Close your eyes and imagine for a second that you could be fired from your job—not because you were bad at your job or you lied or cheated or stole. But simply because of who you loved. Simply because of who you were. Imagine if that only changed a few months ago.
I could keep writing about how far we have come and how far we have left to go but today is a day for pride and celebration and I want this post to reflect that. Moreover, I want to focus on how everyone can best support their loved one after they come out.
First, let them talk. This is about them, not you. You might be shocked or this might be something you “always knew.” Keep those reactions to yourself. Your role right now is to listen and to follow their lead. If your loved one casually mentions it in conversation, follow their cues. If your loved one has made a sort of celebration in telling you, then pop the champagne! The point is: this is their moment, not yours.

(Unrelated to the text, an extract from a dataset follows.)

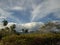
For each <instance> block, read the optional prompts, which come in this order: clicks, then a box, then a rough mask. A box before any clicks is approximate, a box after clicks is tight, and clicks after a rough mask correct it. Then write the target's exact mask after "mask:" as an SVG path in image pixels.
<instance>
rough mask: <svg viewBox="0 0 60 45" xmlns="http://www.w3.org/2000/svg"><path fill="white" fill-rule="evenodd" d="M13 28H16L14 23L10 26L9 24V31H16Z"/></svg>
mask: <svg viewBox="0 0 60 45" xmlns="http://www.w3.org/2000/svg"><path fill="white" fill-rule="evenodd" d="M15 28H16V25H15V24H13V25H12V26H10V29H11V31H12V32H14V33H16V30H15Z"/></svg>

Listen first.
Next, it’s important to understand how open they are about their identity. Be sure you are clear about who knows what. The last thing you want to do is accidentally out someone to another friend or family member before your loved one is ready to come out to them. Can you talk about their new partner in front of their roommate but not their parents? Be clear about who knows so you can be respectful of your loved one and allow them to come out on their own terms.
Be supportive, but follow your friend’s lead. Your friend might want advice about how to tell other people in their lives. They might want you to attend an event with them or they might want help finding resources in their community. Or… they could want none of the above. Now is not the time to assume you know what they want or what would help them. Again, your role is to listen.
And finally, love them. It’s really that simple. Thank them for trusting you with this information and reaffirm that they are valid. Tell them you are proud of them. Remind them that you love them no matter what. Remind them that you love them no matter what.
Lastly, I’d be remiss if I didn’t include a short note for members of the LGBTQIA+ community who are unable to live into their truest identities or who are not ready to come out. It’s okay to not be out. You are valid. You matter. You belong in the LGBTQIA+ community. Happy Coming Out Day.